The current system uses an ExternalId cache that is serialized and
written to disk (if configured). The cache holds an entire generation
of all external IDs, keyed by the SHA1 of `refs/meta/external-ids`.
This is roughly `Cache<ObjectId, List<ExternalID>>`.
Prior to this commit, on servers where an update does not originate
(on other masters or slaves), the cache loader would re-read all
external IDs from Git when it was called. On googlesource.com, these
regenerations can take up to 60 seconds. Within this time, the Gerrit
instance comes to a grinding halt as lots of code paths depend on a
value of this cache being present. Authentication is one of them.
This commit rewrites the loader and implements a differential
computation approach to compute the new state from a previously cached
state by applying the modifications using a Git diff.

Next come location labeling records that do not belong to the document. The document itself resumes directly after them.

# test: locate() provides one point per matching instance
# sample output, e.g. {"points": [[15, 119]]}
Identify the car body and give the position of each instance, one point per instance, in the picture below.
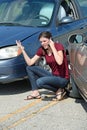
{"points": [[24, 20], [78, 62]]}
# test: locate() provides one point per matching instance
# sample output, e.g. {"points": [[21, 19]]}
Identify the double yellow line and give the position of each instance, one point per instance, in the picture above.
{"points": [[33, 113]]}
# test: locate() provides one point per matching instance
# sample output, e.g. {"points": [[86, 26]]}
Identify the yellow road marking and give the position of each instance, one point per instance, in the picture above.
{"points": [[19, 110], [30, 115]]}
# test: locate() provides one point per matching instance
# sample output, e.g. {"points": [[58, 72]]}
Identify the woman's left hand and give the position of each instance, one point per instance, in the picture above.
{"points": [[51, 43]]}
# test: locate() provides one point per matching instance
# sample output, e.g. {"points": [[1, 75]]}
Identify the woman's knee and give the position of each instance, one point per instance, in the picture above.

Given the SHA1 (tip in refs/meta/external-ids) that is requested, the
logic first tries to find a state that we have cached by walking Git
history. This is best-effort and we allow at most 10 commits to be
walked.
Once a prior state is found, we use that state's SHA1 to do a tree diff
between that and the requested state. The new state is then generated by
applying the same mutations.
JGit's DiffFormatter is smart in that it only traverses trees that have
changed and doesn't load any file content which ensures that we only
perform the minimal number of Git operations necessary. This is
necessary because NotesMap (the storage format of external ids on disk)
shards pretty aggressively and we don't want to load all trees when
applying only deltas.
Once the (tree) diff is computed, we read the newly added external IDs
using an ObjectReader.
There is currently a broader discussion going on about if the primary
storage format of external IDs should be changed (I87119506ec04).
This commit doesn't answer or interfere with that discussion. However,
if that redesign is required will - apart from other things - depend on
the impact of this commit on the problems that I87119506ec04 outlines.
We hope that this commit already mitigates a large chunk of the slow
loading issues. We will use micro benchmarking and look closer at how
the collections are handled if there is a need after this commit.
Change-Id: I0e67d3538e2ad17812598a1523e78fd71a7bd88a